The world number two has holed 13 birdies in the tournament so far, but two bogeys in each round has left tied fifth on nine under.

"It is playing where it could be had out there," said the world number two, referring, for a second day, as to how easy the course is playing.

"Guys are shooting good scores - a bunch of 65s and lower. You just can't keep passive. You have to be aggressive."

Garrigus, the world number 43, has only one career victory to his name, but has been a runner-up three times on the PGA Tour this season.

"I'm going to try to get to 30 [under par] if I can," he added.

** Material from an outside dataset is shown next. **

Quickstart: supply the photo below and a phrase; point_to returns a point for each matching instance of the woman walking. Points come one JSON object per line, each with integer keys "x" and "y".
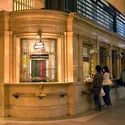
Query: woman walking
{"x": 96, "y": 87}
{"x": 106, "y": 87}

After pars on the first six holes, Garrigus birdied six of the following seven and then made two more, before dropping his only shot of the day on the 447-yard 18th.

Kruger, who won his first European Tour title in India in February, also shot a 64 on day two and credited his excellent round with playing alongside Woods.

"I think it definitely made me concentrate a bit harder," the 26-year-old said. "That is one thing I've been lacking the last couple of months, so I think I want to play with him every day."

First-round leader Troy Matteson, of the United States, is still to drop a shot at the tournament, but only two birdies in a second-round 69 saw him fall to joint-third on 10 under par with Australian left-hander Greg Chalmers.

Alongside Woods are fellow American Kevin Na and Zimbabwe's Brendon de Jonge, while Scotland's Martin Laird is joint-11th on seven under after a 67 on day two.